Cada reproducción se acompaña de olores particulares, adornados con fragancias combustibles hechas de gas y gasolina. La grasa en el suelo, en las palancas, poleas, cadenas no manchan el papel, sí las manos de sus capataces o las destruye en años.

Es un oficio aprendido empíricamente por cada uno de estos señores. Todos aseguran que el secreto es saber manejar las naves. La visión de Juan por ejemplo tiene grabada la calidad del color porque cada impresión requiere un vistazo y luego ajustes similares a los de un mecánico a medio chequeo de un motor dañado.

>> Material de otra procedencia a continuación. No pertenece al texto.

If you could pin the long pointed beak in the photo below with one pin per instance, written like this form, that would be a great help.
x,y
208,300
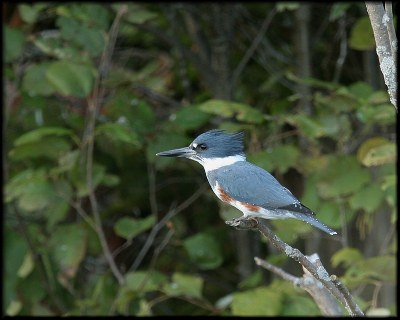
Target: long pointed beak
x,y
181,152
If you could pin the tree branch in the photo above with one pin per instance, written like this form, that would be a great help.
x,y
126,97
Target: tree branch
x,y
386,45
325,301
315,269
93,108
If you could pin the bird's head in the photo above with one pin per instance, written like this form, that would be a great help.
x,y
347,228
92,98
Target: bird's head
x,y
210,147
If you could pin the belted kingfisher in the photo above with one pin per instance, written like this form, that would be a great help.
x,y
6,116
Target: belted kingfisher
x,y
242,184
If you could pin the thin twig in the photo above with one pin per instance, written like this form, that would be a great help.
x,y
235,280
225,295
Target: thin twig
x,y
338,291
391,31
283,274
93,106
325,301
162,222
253,47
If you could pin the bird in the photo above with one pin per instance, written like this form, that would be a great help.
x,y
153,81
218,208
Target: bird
x,y
242,184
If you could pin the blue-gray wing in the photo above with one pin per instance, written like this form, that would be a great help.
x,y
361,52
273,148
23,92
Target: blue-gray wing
x,y
246,182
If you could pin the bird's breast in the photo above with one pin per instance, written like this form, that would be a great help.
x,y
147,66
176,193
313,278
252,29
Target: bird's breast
x,y
225,197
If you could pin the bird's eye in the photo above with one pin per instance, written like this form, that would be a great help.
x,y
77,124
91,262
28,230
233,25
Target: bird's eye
x,y
202,146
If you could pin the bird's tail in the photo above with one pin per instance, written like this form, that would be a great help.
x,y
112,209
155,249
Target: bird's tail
x,y
313,221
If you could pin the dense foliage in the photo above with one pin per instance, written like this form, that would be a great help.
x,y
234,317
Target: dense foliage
x,y
95,224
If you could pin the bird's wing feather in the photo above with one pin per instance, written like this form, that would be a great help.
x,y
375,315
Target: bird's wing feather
x,y
249,183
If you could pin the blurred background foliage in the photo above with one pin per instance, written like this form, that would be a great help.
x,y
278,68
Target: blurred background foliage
x,y
303,82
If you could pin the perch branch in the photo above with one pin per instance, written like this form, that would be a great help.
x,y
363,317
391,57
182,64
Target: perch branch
x,y
386,45
316,270
325,301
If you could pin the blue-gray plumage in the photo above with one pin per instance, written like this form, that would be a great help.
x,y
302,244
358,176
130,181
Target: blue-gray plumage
x,y
243,185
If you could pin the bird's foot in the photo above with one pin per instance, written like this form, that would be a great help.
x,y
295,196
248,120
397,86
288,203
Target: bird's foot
x,y
243,223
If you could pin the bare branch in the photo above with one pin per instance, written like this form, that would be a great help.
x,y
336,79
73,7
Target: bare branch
x,y
93,108
317,271
325,301
253,47
162,222
386,45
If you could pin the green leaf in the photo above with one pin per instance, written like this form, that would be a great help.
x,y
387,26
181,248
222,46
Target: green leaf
x,y
338,10
14,43
240,111
329,214
14,255
253,280
190,118
368,199
32,190
377,151
343,176
125,107
347,257
91,14
361,35
27,266
287,6
280,158
35,81
48,147
257,302
68,244
118,132
137,14
38,134
370,270
306,125
186,285
142,281
85,36
71,79
79,179
204,251
361,90
129,228
29,13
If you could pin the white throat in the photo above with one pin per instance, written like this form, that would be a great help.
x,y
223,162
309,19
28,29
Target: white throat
x,y
216,163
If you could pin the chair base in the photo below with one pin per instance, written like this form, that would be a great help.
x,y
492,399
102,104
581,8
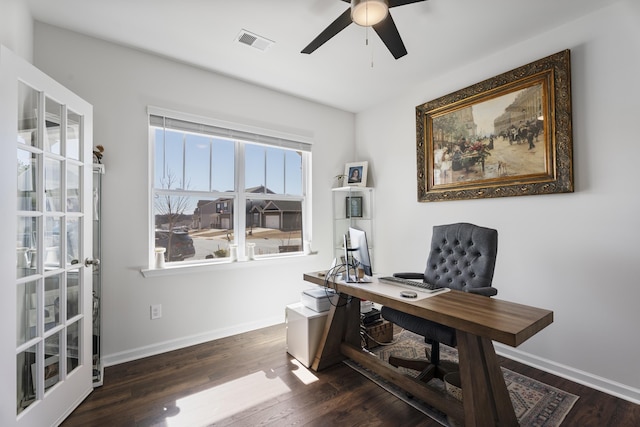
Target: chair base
x,y
428,370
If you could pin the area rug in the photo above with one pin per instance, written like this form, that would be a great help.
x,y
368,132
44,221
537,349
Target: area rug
x,y
535,403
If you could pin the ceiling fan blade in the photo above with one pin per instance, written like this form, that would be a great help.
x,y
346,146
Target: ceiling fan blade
x,y
396,3
334,28
390,36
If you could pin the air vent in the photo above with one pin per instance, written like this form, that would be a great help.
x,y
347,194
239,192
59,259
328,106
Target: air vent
x,y
253,40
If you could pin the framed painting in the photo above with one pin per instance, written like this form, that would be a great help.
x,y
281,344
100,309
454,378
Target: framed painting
x,y
509,135
353,206
356,174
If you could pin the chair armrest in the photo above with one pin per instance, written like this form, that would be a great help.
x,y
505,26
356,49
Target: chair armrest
x,y
410,276
488,291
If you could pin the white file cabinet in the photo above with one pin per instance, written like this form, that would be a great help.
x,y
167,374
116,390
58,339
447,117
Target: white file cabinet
x,y
304,330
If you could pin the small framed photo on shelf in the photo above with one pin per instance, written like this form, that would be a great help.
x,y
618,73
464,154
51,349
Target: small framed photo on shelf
x,y
356,174
354,207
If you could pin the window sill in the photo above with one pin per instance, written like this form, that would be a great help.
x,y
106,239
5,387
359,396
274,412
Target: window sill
x,y
173,270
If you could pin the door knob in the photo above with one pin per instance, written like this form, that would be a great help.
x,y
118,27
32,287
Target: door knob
x,y
88,262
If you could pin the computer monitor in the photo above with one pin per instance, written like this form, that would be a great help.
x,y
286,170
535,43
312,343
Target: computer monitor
x,y
358,251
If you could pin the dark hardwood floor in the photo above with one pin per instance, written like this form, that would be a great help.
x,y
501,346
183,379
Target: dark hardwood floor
x,y
250,380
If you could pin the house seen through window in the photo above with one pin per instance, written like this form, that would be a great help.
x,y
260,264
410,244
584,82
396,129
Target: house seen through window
x,y
216,188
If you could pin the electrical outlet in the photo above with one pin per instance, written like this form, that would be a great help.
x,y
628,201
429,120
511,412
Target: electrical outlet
x,y
156,311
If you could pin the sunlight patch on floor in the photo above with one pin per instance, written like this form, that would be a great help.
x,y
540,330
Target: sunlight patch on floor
x,y
303,373
225,400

Los peligros no son ajenos al oficio de reproducir conocimiento. La rapidez con que le papel es ingresado y arrojado comprende un proceso de succión llevado a cabo por rodos y cadenas. Un descuido y el rojo será el color con fuerza en la siguiente impresión.

No es trágico estar sin empleo y ser periodista. Y no es que quiera seguir así. Es placentero ser testigo de esa labor. Tampoco es atraso no conseguir un puesto, es incomparable vivir experiencias que motiven escribir esto.